Junior’s reaction to this was, first, to punch the wall upon learning that the kitty was empty and that he would no longer be getting his monthly check, and second, to have a short sour laugh at the idea of his paying for any repairs on the house.
“I’d like to know how the hell I’m supposed to have saved any money on the princely salary of two hundred bucks a month,” he said. “These days, that’s about enough for cigarettes and beer. But of course you wouldn’t know that, holed up here in this house like some kind of mole all these years.”
Jason had begun to cough and wheeze. “That’s enough!” he got out.
“Not hardly, old man. You should also know that even if I had the bread, none of it would go into this place—unless of course you want to put my name right up there with Sarah’s in your goddamn will!”

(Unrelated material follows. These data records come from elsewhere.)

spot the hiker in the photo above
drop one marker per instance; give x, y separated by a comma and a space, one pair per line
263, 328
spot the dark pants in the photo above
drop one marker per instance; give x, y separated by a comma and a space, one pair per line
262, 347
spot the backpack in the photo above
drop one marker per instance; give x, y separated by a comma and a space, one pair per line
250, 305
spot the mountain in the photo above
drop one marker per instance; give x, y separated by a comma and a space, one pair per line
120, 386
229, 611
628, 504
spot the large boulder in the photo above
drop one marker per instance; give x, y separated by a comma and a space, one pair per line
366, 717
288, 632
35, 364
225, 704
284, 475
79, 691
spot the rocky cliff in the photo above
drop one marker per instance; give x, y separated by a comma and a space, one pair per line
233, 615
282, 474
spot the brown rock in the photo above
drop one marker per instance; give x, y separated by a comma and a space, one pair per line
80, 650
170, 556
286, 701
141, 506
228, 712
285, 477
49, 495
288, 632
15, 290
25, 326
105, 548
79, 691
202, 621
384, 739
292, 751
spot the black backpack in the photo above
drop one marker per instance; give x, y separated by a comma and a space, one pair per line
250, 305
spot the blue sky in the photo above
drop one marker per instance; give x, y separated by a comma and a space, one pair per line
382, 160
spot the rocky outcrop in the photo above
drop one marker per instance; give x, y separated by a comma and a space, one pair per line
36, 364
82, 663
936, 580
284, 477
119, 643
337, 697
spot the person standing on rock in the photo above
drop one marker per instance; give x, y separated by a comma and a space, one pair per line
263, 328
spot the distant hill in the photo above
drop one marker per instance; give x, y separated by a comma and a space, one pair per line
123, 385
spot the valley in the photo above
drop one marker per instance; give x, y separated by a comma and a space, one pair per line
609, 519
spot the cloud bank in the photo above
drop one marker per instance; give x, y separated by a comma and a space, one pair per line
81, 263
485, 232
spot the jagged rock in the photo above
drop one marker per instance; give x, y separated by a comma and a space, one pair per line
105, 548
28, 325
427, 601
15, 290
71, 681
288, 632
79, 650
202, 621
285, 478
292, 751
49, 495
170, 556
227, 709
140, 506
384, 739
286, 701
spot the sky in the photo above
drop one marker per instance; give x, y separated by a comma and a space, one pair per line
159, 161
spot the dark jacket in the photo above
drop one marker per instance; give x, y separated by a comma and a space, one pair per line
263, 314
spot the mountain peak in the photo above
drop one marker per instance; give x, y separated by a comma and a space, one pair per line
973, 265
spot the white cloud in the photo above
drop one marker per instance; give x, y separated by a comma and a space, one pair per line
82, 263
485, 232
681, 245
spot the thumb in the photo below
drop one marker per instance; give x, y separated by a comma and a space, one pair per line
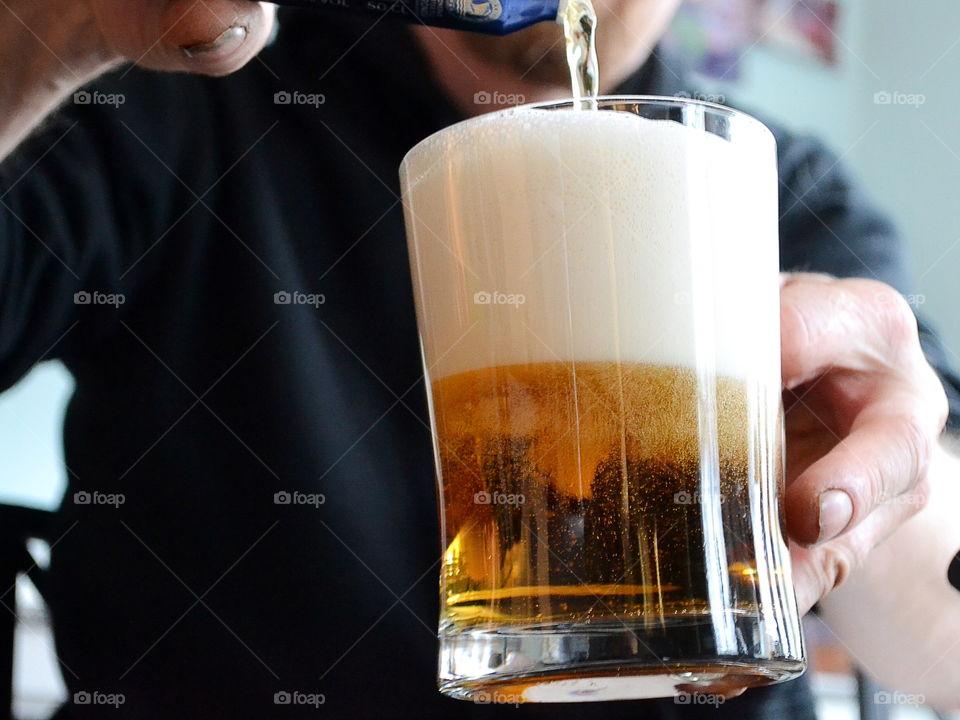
210, 37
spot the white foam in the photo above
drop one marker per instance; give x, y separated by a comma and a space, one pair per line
608, 236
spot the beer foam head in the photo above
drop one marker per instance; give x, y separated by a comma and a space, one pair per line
560, 235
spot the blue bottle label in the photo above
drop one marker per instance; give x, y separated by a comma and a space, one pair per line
476, 10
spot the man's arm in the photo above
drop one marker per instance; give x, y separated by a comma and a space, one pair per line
898, 614
50, 48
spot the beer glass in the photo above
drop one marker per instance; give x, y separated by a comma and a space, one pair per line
598, 303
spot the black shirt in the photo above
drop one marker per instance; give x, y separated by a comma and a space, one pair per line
200, 397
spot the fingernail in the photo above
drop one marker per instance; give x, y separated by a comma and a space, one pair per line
228, 39
836, 512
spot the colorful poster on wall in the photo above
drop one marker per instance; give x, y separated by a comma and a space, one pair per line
807, 27
717, 34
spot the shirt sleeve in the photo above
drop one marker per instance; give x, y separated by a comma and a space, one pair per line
827, 224
81, 203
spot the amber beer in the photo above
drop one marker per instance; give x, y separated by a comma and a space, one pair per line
597, 296
543, 524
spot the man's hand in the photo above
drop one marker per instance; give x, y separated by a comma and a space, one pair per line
50, 48
213, 37
864, 411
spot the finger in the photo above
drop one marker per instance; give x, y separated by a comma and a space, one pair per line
885, 456
820, 316
213, 37
819, 570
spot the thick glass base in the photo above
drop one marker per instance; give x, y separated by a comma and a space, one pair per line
605, 661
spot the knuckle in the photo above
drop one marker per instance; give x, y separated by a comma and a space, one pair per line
917, 448
835, 566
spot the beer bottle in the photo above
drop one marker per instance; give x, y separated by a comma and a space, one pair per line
492, 17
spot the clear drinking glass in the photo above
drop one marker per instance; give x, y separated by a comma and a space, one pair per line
598, 303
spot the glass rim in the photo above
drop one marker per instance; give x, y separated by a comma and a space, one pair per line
667, 101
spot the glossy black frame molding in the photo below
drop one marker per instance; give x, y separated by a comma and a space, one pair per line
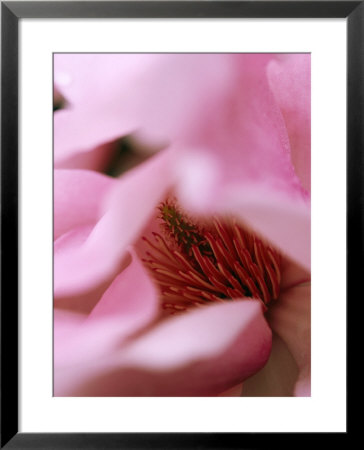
353, 11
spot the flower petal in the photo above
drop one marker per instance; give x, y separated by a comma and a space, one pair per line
132, 296
290, 318
290, 80
79, 339
128, 207
78, 196
202, 353
278, 376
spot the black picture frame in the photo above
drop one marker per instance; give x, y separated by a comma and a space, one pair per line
11, 13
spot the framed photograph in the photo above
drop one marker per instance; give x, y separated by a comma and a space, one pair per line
181, 219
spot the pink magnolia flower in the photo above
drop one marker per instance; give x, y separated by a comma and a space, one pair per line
236, 159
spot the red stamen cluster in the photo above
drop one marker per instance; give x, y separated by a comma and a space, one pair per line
194, 264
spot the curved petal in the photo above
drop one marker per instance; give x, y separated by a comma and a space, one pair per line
78, 196
278, 376
245, 133
290, 80
160, 95
132, 296
128, 207
290, 318
202, 353
81, 339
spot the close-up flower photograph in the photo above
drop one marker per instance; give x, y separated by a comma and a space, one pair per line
182, 224
181, 221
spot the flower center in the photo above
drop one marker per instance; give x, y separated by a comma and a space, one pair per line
198, 263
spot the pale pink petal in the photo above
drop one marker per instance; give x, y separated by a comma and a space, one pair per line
78, 197
80, 340
245, 132
202, 353
132, 296
283, 221
290, 318
132, 202
278, 376
160, 95
290, 80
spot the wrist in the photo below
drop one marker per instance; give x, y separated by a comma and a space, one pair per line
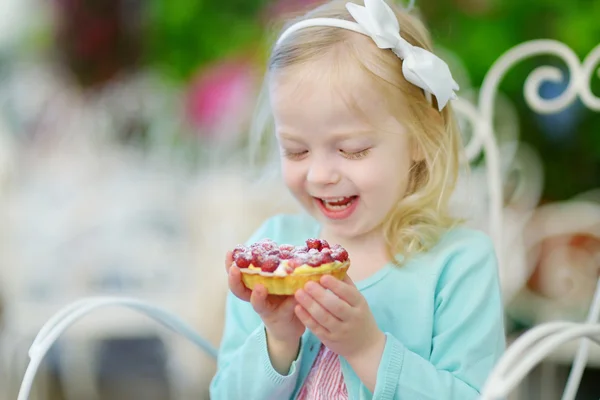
285, 342
372, 350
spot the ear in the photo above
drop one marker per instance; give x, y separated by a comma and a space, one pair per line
417, 152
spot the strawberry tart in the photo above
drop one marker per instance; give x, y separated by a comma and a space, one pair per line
285, 268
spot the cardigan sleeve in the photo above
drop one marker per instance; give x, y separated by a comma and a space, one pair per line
468, 337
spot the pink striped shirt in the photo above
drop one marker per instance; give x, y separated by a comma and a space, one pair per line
325, 380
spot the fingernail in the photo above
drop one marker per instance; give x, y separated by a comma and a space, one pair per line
310, 287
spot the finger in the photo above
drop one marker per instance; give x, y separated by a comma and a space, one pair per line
258, 299
317, 311
329, 300
236, 285
310, 322
345, 289
228, 260
348, 280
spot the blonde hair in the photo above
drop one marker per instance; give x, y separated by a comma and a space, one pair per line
417, 220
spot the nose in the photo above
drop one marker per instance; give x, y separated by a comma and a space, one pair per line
323, 171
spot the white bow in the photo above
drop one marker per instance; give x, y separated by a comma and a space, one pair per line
377, 20
420, 67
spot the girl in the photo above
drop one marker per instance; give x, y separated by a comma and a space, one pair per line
370, 148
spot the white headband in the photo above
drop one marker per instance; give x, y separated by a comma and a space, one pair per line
377, 20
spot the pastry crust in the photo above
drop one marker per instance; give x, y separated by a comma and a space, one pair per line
288, 284
283, 269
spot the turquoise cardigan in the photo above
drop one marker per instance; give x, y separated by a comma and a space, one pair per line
441, 313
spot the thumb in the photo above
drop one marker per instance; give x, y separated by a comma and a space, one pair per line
228, 260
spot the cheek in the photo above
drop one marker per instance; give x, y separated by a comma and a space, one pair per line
293, 175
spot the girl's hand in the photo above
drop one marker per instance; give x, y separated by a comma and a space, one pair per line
277, 312
338, 314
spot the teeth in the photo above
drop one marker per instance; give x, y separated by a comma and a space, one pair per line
335, 200
336, 207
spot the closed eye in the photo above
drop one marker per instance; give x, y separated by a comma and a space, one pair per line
294, 155
355, 155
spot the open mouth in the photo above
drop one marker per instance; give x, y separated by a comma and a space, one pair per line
337, 207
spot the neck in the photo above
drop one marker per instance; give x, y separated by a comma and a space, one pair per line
370, 243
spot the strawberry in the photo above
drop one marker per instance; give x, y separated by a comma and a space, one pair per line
301, 249
313, 244
287, 247
315, 260
270, 264
326, 257
243, 259
340, 254
238, 249
266, 244
285, 255
275, 253
258, 257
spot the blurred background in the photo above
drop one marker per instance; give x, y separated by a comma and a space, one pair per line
123, 135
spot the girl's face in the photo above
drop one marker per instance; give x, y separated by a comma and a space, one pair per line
345, 172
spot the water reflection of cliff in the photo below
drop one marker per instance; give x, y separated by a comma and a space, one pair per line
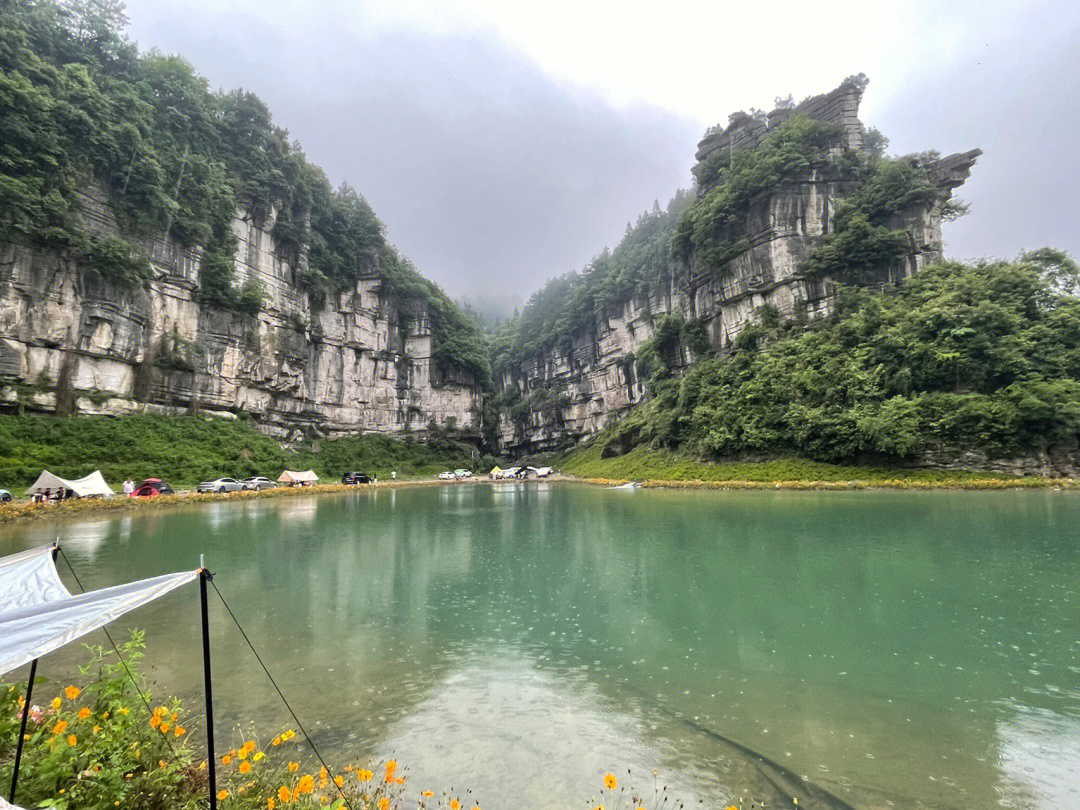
851, 638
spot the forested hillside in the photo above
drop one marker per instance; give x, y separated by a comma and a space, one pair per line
962, 358
79, 104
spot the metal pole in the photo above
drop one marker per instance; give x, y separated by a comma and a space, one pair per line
22, 730
208, 688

“You got the allowance!” the old man thundered. “Sarah gets the farm!”
Junior looked at me for commiseration. “Listen to that, will you?
Allowance
, he calls it. And this place is a
farm
. All three acres of it.”
He dismissed the matter with a contemptuous wave of his hand and went back downstairs, where I heard him and Toni begin to move some of the furniture out of the living room. Meanwhile I tried as best I could to comfort the old man, which is not saying much, I realize. But he responded well enough and in time I even got him to discuss his finances more calmly, in the hope that we could turn up something somewhere. And sure enough, there it was, just within reach of his senescent memory now that I was prodding him—a safe deposit box. It had been a couple of years since he’d even checked the thing, he said, and though he couldn’t be sure of this, he vaguely remembered keeping something in it besides his legal papers.
“It could be cash,” he went on. “Yes, I think there could be some cash there. I’ve been worried about the banks for years, you know. That they’d fail. I didn’t want everything in my savings account.”